“That’s a lie!” cried Leigh. “A black lie! Where is he?”

“Shucks!” said Mr. Bernstein. “You’re a boy. Don’t you go lookin’ for him. You tell your father, Leigh Carter. He had oughter know it, he—say!”

Leigh had torn himself away and dashed off at a pace that left Mr. Bernstein gasping.

“Well, I’m darned!” he exclaimed. Then he relaxed, and stood looking after Leigh with something like satisfaction. “I guess he’ll tell ’em. They wouldn’t listen to me, and that Corwin—something oughter be done to him. He ain’t no gentleman!”

Mr. Bernstein walked slowly and thoughtfully back to the “Belle from Borneo” poster. He felt that he had done his duty. He bore no ill-will to little Fanchon la Fare, and he hated Corwin.

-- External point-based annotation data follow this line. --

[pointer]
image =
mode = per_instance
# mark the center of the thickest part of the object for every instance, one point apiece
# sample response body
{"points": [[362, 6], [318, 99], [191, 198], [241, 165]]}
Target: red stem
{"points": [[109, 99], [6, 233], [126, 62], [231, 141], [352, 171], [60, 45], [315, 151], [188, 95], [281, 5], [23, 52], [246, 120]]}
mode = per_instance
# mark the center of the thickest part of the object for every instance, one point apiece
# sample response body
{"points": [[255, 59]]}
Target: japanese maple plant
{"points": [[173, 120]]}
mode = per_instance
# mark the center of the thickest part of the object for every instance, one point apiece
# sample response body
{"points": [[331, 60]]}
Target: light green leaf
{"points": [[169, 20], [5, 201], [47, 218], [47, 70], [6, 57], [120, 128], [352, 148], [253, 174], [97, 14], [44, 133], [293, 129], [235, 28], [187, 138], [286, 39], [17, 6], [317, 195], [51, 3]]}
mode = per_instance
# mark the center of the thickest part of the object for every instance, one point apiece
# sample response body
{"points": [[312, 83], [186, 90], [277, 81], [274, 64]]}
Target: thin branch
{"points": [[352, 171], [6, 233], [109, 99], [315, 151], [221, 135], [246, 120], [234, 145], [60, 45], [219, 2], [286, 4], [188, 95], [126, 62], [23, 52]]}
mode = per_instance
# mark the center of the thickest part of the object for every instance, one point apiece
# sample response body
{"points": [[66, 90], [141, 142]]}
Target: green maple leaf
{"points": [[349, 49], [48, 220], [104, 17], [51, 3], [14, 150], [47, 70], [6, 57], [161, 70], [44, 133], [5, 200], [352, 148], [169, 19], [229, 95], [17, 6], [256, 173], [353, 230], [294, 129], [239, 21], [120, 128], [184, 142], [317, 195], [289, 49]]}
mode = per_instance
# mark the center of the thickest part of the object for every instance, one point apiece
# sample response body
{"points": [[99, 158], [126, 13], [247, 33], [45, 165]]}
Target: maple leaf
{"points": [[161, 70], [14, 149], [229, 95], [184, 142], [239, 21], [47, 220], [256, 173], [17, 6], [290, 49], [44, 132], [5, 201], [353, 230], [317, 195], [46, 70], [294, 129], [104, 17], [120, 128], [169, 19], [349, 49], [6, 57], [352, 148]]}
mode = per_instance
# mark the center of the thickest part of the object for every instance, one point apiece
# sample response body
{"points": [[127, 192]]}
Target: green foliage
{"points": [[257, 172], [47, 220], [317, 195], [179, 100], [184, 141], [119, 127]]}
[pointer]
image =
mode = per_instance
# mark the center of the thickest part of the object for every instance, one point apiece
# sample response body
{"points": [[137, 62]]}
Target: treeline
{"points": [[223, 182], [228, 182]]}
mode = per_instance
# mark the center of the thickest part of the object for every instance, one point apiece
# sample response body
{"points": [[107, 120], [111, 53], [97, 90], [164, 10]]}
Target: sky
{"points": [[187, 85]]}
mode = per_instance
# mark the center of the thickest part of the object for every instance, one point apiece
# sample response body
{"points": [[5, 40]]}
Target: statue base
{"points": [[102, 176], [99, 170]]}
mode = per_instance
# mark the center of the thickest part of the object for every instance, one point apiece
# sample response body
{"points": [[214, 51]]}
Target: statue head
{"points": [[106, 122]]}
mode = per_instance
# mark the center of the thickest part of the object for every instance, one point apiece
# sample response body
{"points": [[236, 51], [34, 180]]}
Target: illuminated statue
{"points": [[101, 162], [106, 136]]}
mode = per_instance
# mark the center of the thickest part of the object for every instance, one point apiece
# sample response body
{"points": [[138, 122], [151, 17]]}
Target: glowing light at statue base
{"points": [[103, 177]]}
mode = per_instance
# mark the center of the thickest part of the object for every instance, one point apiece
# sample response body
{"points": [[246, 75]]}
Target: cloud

Leigh, meanwhile, turned off the main street into the quiet lane behind the church and stopped to think. He stopped, panting, on the very step where Virginia had stood talking with Dan. His hot young blood was beating in his head with a noise like a sledge-hammer. Fury choked him. He remembered his own hours of anguished suspense last night, Fanchon’s return after her accident, and her light kiss on his cheek. Her knight had received his accolade; he would not fail her!

Sitting under the old tree where the scarlet-headed woodpecker had bored a neat hole, Leigh made up his mind. Bernstein had told the truth about Corwin—that he knew. He couldn’t doubt Bernstein. The little man’s earnestness had been apparent.

Corwin must be dealt with. Leigh Carter would deal with him, too, at once. He was no child to run to his father. Besides, his father didn’t like Fanchon. Lately he had thought his father an unjust man.

As for William—Leigh remembered William’s supine waiting last night. Leigh did not mean to wait now. He would carry out the thing he had in mind.

He had read once of a man like Corwin slandering a noble lady. The hero—Leigh’s favorite hero, by the way—had seized a horse-pistol, ridden fifty miles on a mustang, confronted the villain, held his pistol to his head, and forced him to write and sign a retraction that made the lady’s character shine out as clear as noonday. Getting his breath on the old stone step of the church where he had been baptized, Leigh made up his mind as swiftly as the mustang had galloped. He took off his hat, wiped the drops of perspiration from his boyish forehead, and, straightening his collar and tie, rose and went straight home.